This week the gaffer and I have been trying to get more into the kiwi way of life, and so decided to settle down and watch the super 14
final. Which is identical to the FA cup final, except that the ball and the goal posts are the wrong shape and the ref never seems to spot that there are too many people on the pitch or that half of them are committing hand-ball. Still, despite that , we decided to watch like “real” kiwis and pinned our colours firmly to the mast of the Wellington Hurricanes
(go “Canes !”). The reason that they garnered our support as opposed to the Christchurch Crusaders (boo!)
, was for the entirely sportsfan fickle reason of being from the North Island , and being the underdogs. But the whole thing turned into high farce anyway, because an hour before kick off a thick pea souper fell over the whole ground reducing visibility to about three feet. But instead of sensibly calling the match off, in that typically stoic kiwi fashion they just played on, making for an all-round comic affair. The close-up action the cameras could just about deal with, as could the commentators. Hoowever, on the long-shots (the bulk of the coverage), the commentators just repated for an hour and a half, that they could not see anything, and towards the end simply started speculating as to what was happening on the pitch. At half-time much of the crowd left the game to go and watch it down the pub, so that they could at least see the close-up shots. Anyways, the Canes lost, the Crusaders (Aders ?) won, and to add even more mirth to the event, the newspapers reported the following day that the Canes were involved in some sort of bust-up
in a nightclub , that resulted in former all black captain Tana Umaga
, hitting one of his berserk colleagues with a woman’s handbag, after the bloke had punched another night-clubber in the face. And after this sternest of reprimands from Umaga the guy promptly burst into tears (quite literally handbags).
We have recently discovered that the house seems to have been infested with some sort of mite (and no that's not a thinly veiled attempt to deter visitors). Either fleas or bed bugs, we are not sure which. But I appear to be their food of choice, and most mornings I wake up with some bites on my person, whilst the gaffer on the whole appears to be escaping unscathed. I have started researching the whole thing on the internet in order to formulate my plan of attack (do you know how much stuff there is out there, regarding flea infestation ?). I am a bit reticent to have the whole house fumigated - though it’s definitely an option - mainly because of my asthma and the fact that we would have to vacate the place for 24 hours. Instead I have decided to set up a flea trap (cunning eh?). Basically it involves suspending a lightbulb over a shallow dish of water, the idea being that the fleas jump towards the light and then fall in the dish and drown. No really. Apparently some people swear by this, so what the heck I will give it a go. Will keep you posted, I know you are all intrigued..
Two big stories here at the moment. The first is the queen’s 80th birthday. Whereas over in the UK any mention of a royal event triggers calls for an end to the royal family and various impromptu vox pox that reveal our indifference to Liz et al, over here it’s really quite different. People see her as a genuinely important person and (inter)national treasure and seem to get all misty eyed at the thought of her having aged yet another year. Personally I feel that this has more to do with the extra public holiday that they receive, rather than any genuine sense of patriotism.

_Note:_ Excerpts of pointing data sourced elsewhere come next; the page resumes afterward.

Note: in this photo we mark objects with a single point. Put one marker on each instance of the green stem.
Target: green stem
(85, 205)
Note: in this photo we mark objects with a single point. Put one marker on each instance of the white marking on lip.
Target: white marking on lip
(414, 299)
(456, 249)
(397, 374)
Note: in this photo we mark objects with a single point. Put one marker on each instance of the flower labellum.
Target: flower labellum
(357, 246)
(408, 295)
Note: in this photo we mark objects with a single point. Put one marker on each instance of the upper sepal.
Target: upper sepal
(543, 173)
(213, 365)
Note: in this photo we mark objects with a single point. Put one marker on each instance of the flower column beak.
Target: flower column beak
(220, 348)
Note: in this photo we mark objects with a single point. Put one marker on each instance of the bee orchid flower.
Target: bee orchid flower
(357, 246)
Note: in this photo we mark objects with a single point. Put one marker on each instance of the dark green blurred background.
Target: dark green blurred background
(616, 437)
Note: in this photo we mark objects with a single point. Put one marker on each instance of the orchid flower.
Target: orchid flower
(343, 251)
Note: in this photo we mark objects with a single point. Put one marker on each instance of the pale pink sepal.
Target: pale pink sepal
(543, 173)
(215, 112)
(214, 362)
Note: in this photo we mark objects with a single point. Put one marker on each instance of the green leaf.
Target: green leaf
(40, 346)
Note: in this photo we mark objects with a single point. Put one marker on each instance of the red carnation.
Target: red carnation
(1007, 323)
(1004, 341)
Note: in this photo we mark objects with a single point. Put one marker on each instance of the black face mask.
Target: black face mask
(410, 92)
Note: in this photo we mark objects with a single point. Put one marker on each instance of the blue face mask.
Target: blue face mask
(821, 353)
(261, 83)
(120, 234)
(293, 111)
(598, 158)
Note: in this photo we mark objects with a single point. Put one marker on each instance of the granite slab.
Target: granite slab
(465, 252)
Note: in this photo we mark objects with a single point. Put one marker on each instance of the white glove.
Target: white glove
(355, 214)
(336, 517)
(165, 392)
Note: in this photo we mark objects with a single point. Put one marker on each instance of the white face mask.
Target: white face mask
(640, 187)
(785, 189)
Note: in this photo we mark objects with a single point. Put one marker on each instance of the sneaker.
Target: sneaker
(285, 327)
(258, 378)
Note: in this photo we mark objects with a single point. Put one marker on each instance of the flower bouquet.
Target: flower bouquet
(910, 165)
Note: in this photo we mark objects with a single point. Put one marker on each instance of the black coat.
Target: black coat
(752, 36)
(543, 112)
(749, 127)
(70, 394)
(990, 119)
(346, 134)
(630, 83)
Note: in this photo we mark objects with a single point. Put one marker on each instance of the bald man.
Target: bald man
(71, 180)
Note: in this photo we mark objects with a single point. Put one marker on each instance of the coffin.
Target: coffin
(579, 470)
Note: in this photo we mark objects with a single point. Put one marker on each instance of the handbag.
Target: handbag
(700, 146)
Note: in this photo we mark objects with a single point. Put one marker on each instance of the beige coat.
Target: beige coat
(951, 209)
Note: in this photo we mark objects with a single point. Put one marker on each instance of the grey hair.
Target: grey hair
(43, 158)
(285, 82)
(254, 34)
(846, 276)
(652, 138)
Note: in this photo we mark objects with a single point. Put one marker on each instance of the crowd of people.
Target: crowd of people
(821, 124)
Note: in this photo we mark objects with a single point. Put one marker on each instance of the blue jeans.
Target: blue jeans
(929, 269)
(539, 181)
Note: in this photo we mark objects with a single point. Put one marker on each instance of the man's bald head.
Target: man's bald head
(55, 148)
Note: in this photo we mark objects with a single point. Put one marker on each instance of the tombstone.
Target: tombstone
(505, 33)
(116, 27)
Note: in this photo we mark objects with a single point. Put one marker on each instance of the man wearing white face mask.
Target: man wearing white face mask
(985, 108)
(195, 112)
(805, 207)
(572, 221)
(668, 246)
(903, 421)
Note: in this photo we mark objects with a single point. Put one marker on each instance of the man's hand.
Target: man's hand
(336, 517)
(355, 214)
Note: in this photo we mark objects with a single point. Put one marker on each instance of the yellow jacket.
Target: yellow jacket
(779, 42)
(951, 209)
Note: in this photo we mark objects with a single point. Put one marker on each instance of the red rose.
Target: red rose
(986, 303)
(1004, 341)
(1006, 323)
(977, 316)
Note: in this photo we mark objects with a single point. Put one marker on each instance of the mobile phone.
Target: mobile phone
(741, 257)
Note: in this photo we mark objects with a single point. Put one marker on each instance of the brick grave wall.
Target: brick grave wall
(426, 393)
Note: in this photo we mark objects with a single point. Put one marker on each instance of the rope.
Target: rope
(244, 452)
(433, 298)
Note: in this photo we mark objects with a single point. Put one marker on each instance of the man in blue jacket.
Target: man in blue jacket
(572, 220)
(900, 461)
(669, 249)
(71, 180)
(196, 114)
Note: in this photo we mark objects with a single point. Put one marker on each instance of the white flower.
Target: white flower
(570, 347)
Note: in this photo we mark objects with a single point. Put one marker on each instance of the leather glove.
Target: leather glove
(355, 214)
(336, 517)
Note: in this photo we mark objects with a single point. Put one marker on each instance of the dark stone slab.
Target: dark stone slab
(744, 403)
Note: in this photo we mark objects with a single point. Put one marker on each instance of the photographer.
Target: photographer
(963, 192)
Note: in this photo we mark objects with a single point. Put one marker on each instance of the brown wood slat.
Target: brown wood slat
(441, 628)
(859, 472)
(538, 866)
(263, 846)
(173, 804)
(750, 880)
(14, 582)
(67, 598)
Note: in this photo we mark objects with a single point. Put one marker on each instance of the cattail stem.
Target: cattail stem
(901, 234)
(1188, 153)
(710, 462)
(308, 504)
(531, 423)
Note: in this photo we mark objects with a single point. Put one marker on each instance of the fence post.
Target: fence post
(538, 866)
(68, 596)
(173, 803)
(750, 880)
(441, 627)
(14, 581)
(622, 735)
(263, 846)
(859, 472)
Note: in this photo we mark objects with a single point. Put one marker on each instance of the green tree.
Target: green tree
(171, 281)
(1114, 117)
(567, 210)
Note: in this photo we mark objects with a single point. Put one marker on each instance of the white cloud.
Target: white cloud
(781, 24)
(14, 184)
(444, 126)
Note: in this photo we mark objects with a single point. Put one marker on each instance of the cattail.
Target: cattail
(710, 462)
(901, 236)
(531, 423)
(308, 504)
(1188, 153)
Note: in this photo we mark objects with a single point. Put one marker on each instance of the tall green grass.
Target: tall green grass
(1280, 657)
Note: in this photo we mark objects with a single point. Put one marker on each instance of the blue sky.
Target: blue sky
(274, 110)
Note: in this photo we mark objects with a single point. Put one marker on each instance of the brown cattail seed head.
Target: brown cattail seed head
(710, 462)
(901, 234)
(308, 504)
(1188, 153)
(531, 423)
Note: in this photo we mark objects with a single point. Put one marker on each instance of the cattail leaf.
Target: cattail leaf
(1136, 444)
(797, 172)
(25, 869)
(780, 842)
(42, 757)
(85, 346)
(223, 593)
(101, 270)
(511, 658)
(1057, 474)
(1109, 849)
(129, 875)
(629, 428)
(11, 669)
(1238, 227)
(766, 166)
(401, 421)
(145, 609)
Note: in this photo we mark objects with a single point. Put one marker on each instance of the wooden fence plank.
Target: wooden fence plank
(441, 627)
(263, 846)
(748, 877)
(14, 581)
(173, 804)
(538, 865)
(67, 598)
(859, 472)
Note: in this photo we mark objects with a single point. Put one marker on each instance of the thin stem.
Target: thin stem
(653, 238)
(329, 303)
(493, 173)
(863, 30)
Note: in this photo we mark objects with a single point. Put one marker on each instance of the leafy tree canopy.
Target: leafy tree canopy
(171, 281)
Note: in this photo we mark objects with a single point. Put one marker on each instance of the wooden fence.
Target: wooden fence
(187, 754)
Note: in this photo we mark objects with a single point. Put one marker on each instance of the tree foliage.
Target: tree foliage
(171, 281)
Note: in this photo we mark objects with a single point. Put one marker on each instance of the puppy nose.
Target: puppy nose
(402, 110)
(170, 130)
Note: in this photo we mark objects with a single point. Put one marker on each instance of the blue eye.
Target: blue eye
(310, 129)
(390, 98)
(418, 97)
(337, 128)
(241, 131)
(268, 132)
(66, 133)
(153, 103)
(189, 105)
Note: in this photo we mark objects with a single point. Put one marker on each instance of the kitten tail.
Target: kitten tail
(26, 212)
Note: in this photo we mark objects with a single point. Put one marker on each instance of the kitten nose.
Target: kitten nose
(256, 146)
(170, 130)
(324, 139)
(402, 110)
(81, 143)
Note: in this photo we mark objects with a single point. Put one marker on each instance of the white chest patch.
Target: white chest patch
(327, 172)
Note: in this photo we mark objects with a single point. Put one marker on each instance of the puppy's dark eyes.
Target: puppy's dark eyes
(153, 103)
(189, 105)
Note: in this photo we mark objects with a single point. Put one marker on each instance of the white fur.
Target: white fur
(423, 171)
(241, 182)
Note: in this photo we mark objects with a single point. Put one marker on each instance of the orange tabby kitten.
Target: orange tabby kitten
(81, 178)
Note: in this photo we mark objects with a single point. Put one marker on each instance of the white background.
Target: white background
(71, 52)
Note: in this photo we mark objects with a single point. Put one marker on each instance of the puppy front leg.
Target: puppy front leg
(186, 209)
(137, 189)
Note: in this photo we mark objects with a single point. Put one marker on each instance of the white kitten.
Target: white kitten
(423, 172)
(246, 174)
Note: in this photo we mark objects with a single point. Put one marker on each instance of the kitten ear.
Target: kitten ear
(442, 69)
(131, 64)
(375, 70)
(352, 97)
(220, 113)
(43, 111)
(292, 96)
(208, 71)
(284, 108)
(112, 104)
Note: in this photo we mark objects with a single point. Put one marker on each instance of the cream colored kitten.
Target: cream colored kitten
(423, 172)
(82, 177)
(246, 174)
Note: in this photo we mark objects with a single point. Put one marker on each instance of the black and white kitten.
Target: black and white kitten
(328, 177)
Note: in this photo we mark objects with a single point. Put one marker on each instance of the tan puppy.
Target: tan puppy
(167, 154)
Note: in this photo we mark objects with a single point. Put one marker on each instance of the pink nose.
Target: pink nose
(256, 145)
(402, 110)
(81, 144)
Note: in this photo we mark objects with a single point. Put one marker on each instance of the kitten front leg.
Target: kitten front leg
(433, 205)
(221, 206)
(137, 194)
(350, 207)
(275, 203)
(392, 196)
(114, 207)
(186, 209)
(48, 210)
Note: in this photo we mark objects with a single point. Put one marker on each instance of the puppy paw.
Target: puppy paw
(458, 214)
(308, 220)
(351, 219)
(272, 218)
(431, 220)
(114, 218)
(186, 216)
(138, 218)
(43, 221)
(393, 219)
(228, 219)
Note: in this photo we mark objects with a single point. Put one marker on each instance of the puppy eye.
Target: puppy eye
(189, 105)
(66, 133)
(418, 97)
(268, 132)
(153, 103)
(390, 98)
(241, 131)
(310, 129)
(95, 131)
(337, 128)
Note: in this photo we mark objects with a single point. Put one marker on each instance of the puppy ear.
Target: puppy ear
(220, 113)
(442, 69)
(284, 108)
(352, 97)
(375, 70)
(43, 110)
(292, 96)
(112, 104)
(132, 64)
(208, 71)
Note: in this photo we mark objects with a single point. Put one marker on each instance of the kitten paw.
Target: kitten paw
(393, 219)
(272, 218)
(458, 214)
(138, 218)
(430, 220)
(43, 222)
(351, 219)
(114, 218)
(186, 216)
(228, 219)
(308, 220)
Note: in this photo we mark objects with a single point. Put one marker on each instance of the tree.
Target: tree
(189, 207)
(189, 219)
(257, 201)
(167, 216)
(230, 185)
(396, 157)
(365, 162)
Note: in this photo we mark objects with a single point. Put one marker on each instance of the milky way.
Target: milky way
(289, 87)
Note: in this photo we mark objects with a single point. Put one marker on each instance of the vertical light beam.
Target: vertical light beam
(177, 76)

The other big story here is about New Zealander Mark Inglis
, who became the first double amputee to reach the summit of Mount Everest on prosthetic legs. I am not sure whether the story has reached the UK, but in a nutshell Inglis and his party discovered a dying British climber David Sharp at the death zone
of Everest (over 8000m) and left him there and continued their journey. The story was not meant to end in this ignoble fashion. Inglis , whatever you think about him, is a quite remarkable character. A picture in the Star Sunday Times
, showed him shortly after the Everest expedition sat in a hospital bed , four of his finger tips were jet black with frostbite (all but one will almost certainly be amputated ) and with further signs of blackness along the stumps of his legs. He is considered something of a national icon and has worked tirelessly for charity since he and a colleague both lost their legs to frostbite on Mount Cook almost 20 years ago. The ascent of Everest just being his latest in a long list of achievements. The abandonment of the climber on the mountain however, appears to have changed the way the NZ public now perceives him. The story would possibly have blown over, except that Sir Ed
, voiced his disgust at the action of Inglis’s party (for a completely different perspective on this BTW, click here
). Hilary , not for the first time has been voted the most trustworthy person
in NZ, and is pretty much considered royalty over here, and a condemnation from him - together with the recent rescue of another climber Lincoln Hall
- could have serious implications for Inglis who is heavily reliant on sponsorship deals.